I think understanding the silent pressure of a high paying job can be difficult, not only the day to day expectations of the employer but also knowing that as an expensive resource you could be first to go if the company needs to save money and that there are not many roles generally paying those salaries so finding alternatives mean massive compromises (I lived 10 miles away from my ‘big job’, got the chop, took 6 months to find the next role which is now 60 miles away!) Also there is a huge disconnect with what lifestyle a £150k salary could facilitate 10 years ago versus what it does now, especially down south.

Wordsmithery · 26/06/2026 07:33

OP, there are a few things to think about here.

I think that your unsupportive employer and unhelpful colleagues must wear you down.
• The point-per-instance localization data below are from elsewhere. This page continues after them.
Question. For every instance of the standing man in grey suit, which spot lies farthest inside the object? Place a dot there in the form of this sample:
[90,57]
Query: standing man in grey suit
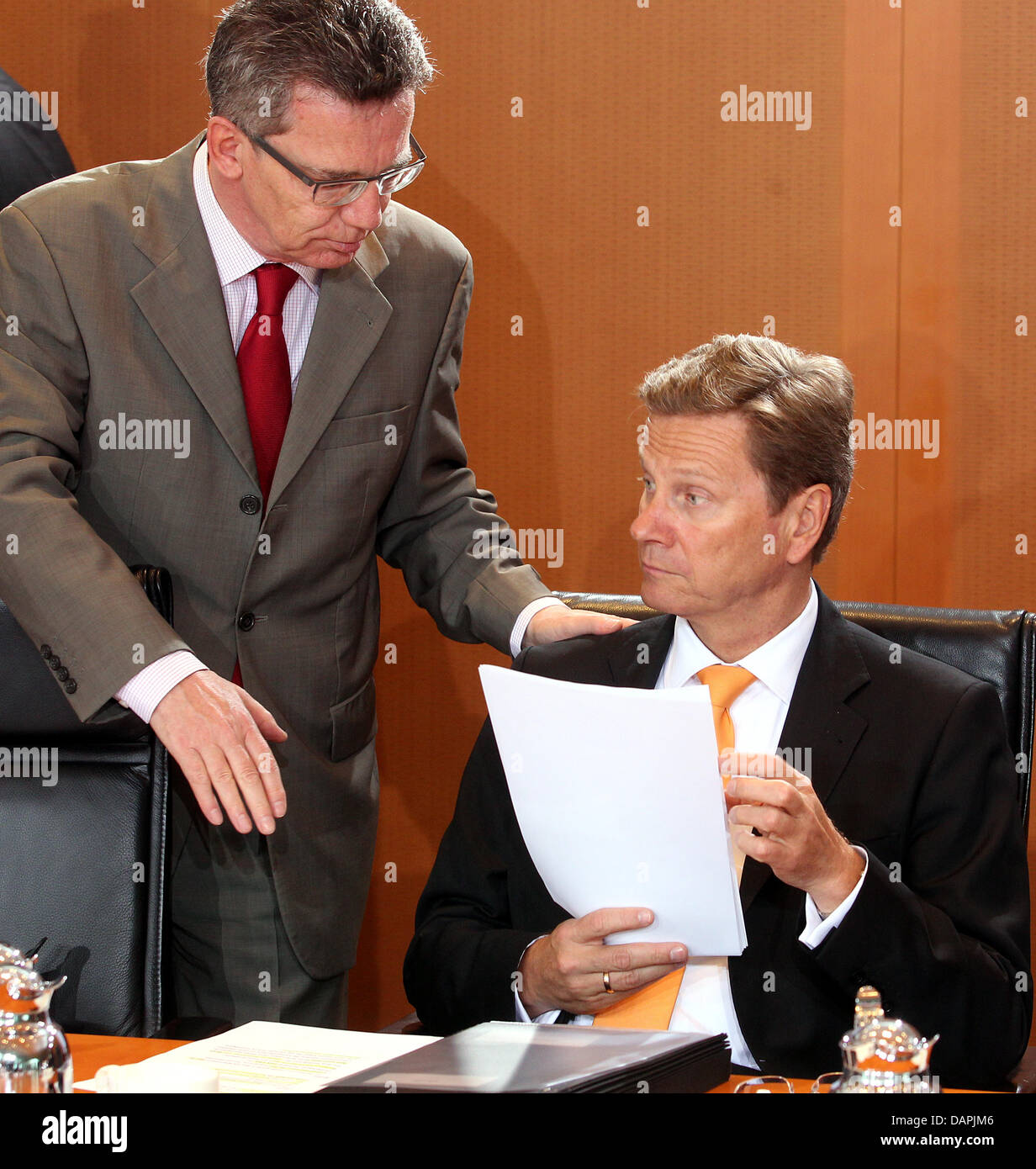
[232,363]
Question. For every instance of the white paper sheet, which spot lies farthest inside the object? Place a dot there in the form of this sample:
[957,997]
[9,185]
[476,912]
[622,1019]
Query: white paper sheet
[620,801]
[285,1057]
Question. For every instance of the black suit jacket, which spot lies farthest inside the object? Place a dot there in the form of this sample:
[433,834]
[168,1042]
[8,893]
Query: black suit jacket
[911,761]
[30,155]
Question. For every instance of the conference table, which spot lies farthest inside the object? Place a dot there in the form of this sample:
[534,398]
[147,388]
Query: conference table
[93,1051]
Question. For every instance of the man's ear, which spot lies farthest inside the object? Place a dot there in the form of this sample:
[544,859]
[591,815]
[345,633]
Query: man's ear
[808,513]
[226,144]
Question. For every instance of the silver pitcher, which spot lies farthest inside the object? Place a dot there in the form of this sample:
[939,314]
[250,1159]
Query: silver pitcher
[882,1054]
[34,1055]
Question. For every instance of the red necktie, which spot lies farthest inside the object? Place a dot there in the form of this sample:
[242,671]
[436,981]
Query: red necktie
[266,375]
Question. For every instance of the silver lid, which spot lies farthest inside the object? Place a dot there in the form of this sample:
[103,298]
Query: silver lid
[882,1044]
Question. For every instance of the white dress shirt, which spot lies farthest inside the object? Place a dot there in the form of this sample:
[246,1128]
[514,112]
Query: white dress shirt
[235,262]
[706,1003]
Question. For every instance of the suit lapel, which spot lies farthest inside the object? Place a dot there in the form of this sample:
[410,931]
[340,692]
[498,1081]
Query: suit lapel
[637,653]
[182,300]
[351,317]
[817,716]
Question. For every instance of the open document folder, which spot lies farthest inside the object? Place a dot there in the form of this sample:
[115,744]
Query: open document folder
[620,802]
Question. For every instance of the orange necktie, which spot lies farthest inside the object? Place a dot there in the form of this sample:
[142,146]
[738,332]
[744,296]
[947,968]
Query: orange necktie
[650,1009]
They sound quite toxic, tbh. Unfortunately you'll have to ignore them, unless you decide to change jobs.

Remember that nursery doesn't go on forever. Things get easier when that expense disappears - and logistically easier when all kids go to the same place of a morning.

Can you get a nanny instead of nursery/wraparound care? That would reduce your domestic load significantly. Ditch the gardener if you need to save money and put it towards the nanny instead. You could also reduce pension payments for the time being although that might be disadvantageous from a tax perspective.

Stop guilting yourself. You're allowed a career.

Set yourself a deadline. If you still feel this way in, say, a year, then think about a new job and work on an exit strategy.

CinnamonJellyBeans · 26/06/2026 07:33

You're just having a dip in energy and attitude. It will pass.

It won't be forever. You know you and your family will be better off in the long run. You cannot reduce your financial outgoings and you cannot reduce your commute. Your life is busy, but a lot of us have been there. Always enjoy your kids and their company, no matter how busy you are. Stay organised with chores and routines to release as much leisure time as possible.

Make sure you get plenty of quality sleep. Skip the wine, as it damages your sleep and go to bed a little earlier. Make your commute enjoyable with an audio book, Alexa/spotify in the car for music, or a good radio station.

Remember to enjoy your kids. Children are wonderful creatures.